For segments labeled with these broad topics, a subtopic model was employed to identify more specific areas of discussion. Subtopics were also non-mutually exclusive. For segments categorized under "Religion," specific subtopics included Bible Study, Christian Doctrine, Prayer, Worship, Church Life, and Religious Leaders. Within "Politics/Current Events/Social Commentary," subtopics ranged from specific political figures and policies to social issues and community engagement. Similar detailed subtopic classifications were developed for Health/Wellness, Business/Economy/Finance, and Science/Technology.

Classifying Issue Stance and Speaker Gender

Beyond topical classification, a stance classification system was developed to assess speakers’ attitudes towards key issues. This system determined whether a text was neutral or opinionated, and if opinionated, whether the expressed opinion was favorable or unfavorable towards the issue. Stance was coded for a selection of issues, individuals, and groups derived from NER and subtopic classification. Most issues were coded as neutral or opinionated (favorable/unfavorable), while crime/law enforcement and economy subtopics were only coded as neutral or opinionated.
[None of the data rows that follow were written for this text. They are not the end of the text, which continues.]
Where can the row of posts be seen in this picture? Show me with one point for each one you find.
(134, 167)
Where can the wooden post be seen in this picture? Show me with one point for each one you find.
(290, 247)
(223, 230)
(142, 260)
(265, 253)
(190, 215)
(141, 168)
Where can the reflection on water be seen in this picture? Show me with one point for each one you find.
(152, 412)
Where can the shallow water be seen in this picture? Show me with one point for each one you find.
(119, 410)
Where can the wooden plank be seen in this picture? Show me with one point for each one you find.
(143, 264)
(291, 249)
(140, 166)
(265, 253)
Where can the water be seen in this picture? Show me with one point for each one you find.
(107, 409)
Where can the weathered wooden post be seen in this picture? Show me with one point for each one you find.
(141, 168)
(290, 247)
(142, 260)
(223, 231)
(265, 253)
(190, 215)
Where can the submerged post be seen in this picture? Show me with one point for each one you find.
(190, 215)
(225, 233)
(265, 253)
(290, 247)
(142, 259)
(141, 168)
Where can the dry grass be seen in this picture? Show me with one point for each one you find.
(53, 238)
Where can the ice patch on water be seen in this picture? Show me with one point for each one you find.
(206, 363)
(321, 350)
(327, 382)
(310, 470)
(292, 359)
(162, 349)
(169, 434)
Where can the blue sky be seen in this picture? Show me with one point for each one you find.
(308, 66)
A comprehensive list of issues, individuals, and groups analyzed for stance included: Abortion, LGBTQ+ Rights, Immigration, Gun Control, Climate Change, Christianity, Islam, Judaism, Political Parties (Democratic, Republican), Specific Politicians (e.g., President Biden, Donald Trump), and Religious Leaders.
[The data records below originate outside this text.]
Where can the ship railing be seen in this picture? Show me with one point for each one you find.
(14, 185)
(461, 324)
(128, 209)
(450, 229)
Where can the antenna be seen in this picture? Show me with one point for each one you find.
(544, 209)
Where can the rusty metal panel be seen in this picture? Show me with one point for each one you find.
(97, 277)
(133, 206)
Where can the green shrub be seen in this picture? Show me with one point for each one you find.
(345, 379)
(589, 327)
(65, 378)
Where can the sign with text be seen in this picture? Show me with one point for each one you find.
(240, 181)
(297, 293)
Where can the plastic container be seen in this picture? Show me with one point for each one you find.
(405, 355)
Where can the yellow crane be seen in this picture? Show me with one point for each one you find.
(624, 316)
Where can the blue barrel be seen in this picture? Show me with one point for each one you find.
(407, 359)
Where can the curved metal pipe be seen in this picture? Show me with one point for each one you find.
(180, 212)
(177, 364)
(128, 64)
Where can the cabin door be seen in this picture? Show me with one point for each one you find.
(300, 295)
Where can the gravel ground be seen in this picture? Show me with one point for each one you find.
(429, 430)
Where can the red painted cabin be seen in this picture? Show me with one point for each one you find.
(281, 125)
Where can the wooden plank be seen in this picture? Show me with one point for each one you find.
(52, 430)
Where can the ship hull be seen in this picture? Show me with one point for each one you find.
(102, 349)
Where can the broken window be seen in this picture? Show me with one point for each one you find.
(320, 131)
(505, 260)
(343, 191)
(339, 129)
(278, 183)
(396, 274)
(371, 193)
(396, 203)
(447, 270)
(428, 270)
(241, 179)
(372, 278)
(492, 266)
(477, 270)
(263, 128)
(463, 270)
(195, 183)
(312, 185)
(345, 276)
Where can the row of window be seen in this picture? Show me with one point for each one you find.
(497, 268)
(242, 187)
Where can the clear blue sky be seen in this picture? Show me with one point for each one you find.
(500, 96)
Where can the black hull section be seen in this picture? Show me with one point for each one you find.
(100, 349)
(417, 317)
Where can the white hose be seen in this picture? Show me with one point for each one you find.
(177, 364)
To estimate speaker gender, the pretrained wav2vec2 model audeering/wav2vec2-large-robust-24-ft-age-gender was utilized. This model, fine-tuned for age and gender prediction, processed extracted audio clips corresponding to each speaker’s utterances. The model outputs a probabilistic gender classification (male/female) based on vocal characteristics. Aggregated predictions at the speaker level assigned a single gender classification. A researcher validated the model’s predictions on a sample of 50 utterances, achieving 98% accuracy.

Identifying Musical Content

Differentiating Music from Speech

A crucial initial step in processing the recorded audio was distinguishing between music and spoken content. This was achieved using the MIT/ast-finetuned-audioset-10-10-0.4593 Audio Spectrogram Transformer (AST) model. The model was adapted to the 15-minute recordings by chunking them into overlapping 10-second segments. Segments were classified as speech or music independently and then merged into continuous regions of each category. Segments where the model identified both speech and music were classified as speech. Transcripts for music segments were notated as .

Identifying Tracks, Artists, and Genres

To identify specific musical tracks, artists, and genres, the AudD music recognition API was employed. Randomly sampled clips from the recorded audio containing at least two minutes of continuous music were analyzed. This process identified 39,262 distinct tracks by 13,594 artists. Approximately 93% of these tracks had associated metadata in the Spotify music library, allowing for the retrieval of detailed artist and genre information. Genre tags were reviewed and consolidated into standardized categories for analysis, encompassing a wide spectrum of musical styles prevalent in religious radio programming.

Mapping Programming Categories onto a 24-Hour Schedule

The content analysis is based on approximately 440,000 hours of recorded audio. Since recordings were made in 15-minute blocks, the reported "hours per day" figures are calculated proportions of observed content, assuming a 24-hour broadcast schedule. This assumption was validated by the lack of significant overnight sign-offs and minimal dead air observed in the recordings. Analysis indicated that, on average, less than 30 seconds of silence occurred within a 15-minute recording block, with no significant difference between overnight and daytime periods. This methodological rigor ensures a comprehensive and accurate portrayal of the religious radio landscape in the United States.